Anyway, it's risen from 56F to 63F in 4h20m. If it increased linearly, it would reach a max temp of 104F in just over 25h. (7 degrees in 300 minutes is ~ 1d/37m ... x 41d = 1517m = 25h17m)

 

[Bystander]

(No. Even as I write this I see it can't be true. As the water temp rises, it will approach the temp of the heater, reducing the difference, meaning the rate of heat transfer will decrease.)

Do not confuse/confabulate rates; you are running a "fixed" wattage (infinite T).
Edit: Think Zeno's paradoxes.

 

[DaveC426913]

Do not confuse/confabulate rates; you are running a "fixed" wattage (infinite T).
Edit: Think Zeno's paradoxes.

Elaborate?

Do you mean that, with a fixed wattage, the temp differential won't shrink?

 

[Bystander]

the temp differential won't shrink.

Just so.

 

[Nugatory]

You're assuming that the heating element is maintained at a fixed temperature, so that the heat transfer rate will decrease as the water temperature asymptotically and non-linearly approaches the temperature of the heater.

However, a constant energy transfer rate is a better model for how most heating elements behave. You will eventually find a limit on how hot the water gets, and that limit will come from what you first thought: heat loss to environment is equal to heat input from the heating element.

[edit: @Bystander beat me to it]

 

[Nugatory]

Elaborate?

Do you mean that, with a fixed wattage, the temp differential won't shrink?

Yes. Consider that if there were no water at all, the heating element would glow red hot and burn out - its temperature is limited only by the water's ability to carry heat away. So if the input is some number of joules per second, the element will heat up until the temperature differential is sufficient to transfer the same number of joules to the surrounding water.

 

[DaveC426913]

So my original premise is correct?
A leveling of rise in temp will be a result of heat loss via poor insulation (+ gaps, etc.)?

 

[Chestermiller]

So my original premise is correct?
A leveling of rise in temp will be a result of heat loss via poor insulation (+ gaps, etc.)?

Yes.

 

[sophiecentaur]

So my original premise is correct?
A leveling of rise in temp will be a result of heat loss via poor insulation (+ gaps, etc.)?

= Thermal Equilibrium
If you want to be able to predict how long it will take to warm up your bath water , you can plot a 'cooling curve', which will show the rate of heat loss at a particular temperature (heater turned off) and you can subtract that loss from the electrical power supplied to give you the power left over for increasing the temperature. Ideally, it would call for a bit of calculus but you could use a 'piecewise linear' approach (for which Excel is excellent) to plot a heating curve which will allow you to see how long it will take to reach a target temperature. The slope of that curve will approach horizontal, as you say.
There is no 'time' for that sort of thing in modern School Science curricula but it was the sort of thing that we used to do for A level Physics, in 1960. Basic experimental method is a thing of the past.
PS I will expect a fully written-up experiment from you with quantitate results and a 'conclusion'.

 

[DaveC426913]

So far it's tracking pretty well.
Then again, I don't expect any leveling off until it gets well into the 90s.

 

[Chestermiller]

If there were significant heat loss, you would already be seeing some curvature in the plot. So it looks like the curvature doesn't set in until well above 104 F, and your estimate of 25 hours is pretty accurate. To get a much better handle on all this, turn off the heater, and measure the temperature vs time during cool-down.

 

[sophiecentaur]

measure the temperature vs time during cool-down.

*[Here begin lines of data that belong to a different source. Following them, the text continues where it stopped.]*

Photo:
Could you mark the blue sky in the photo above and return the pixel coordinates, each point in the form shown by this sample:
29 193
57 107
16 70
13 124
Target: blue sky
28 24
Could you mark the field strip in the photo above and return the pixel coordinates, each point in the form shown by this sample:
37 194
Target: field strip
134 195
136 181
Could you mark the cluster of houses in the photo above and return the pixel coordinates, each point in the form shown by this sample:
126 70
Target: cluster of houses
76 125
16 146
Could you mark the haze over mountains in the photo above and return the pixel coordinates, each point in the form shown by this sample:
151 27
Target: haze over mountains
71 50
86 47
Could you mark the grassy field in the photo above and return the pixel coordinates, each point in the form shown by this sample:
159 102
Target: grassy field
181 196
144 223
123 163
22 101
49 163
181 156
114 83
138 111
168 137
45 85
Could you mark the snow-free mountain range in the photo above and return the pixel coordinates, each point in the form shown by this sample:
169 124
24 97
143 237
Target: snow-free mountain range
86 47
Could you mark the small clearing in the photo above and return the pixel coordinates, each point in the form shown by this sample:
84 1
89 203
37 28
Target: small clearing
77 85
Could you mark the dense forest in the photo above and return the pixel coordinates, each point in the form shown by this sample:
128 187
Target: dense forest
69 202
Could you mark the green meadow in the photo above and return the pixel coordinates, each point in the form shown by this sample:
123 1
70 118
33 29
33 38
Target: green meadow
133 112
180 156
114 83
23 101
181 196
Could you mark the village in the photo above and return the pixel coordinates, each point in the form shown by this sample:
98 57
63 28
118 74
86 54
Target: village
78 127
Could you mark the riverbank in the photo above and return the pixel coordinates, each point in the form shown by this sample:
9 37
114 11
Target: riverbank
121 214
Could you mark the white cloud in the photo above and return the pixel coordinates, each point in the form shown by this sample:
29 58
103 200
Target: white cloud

Yes. A cooling curve. Post #9.
I would think that the cooling curve over the range of temperatures so far will probably be pretty straight or the heating curve would be visibly curved. Unfortunately (for the experiment) the timescale involved will mean that the ambient temperature will probably vary so you would really need to be plotting a few other temperatures around the water tank. If one knows the Heater Power and the water mass, one can deduce the heat loss (at a given temperature or within a temperature range) by comparing the heating and cooling curve gradients.
Whatever happens, I think Dave has to commit himself to quite a long term experiment. A simple data logger, such as they use in schools, could take away some of the pain.

 

[Chestermiller]

Yes. A cooling curve. Post #9.
I would think that the cooling curve over the range of temperatures so far will probably be pretty straight or the heating curve would be visibly curved. Unfortunately (for the experiment) the timescale involved will mean that the ambient temperature will probably vary so you would really need to be plotting a few other temperatures around the water tank. If one knows the Heater Power and the water mass, one can deduce the heat loss (at a given temperature or within a temperature range) by comparing the heating and cooling curve gradients.
Whatever happens, I think Dave has to commit himself to quite a long term experiment. A simple data logger, such as they use in schools, could take away some of the pain.

Oops missed that.

 

[DaveC426913]

Tracking pretty much perfectly it seems.

The resolution of the temp scale is integer, so it's not surprising that it can vary from the ideal curve by as much as a degree.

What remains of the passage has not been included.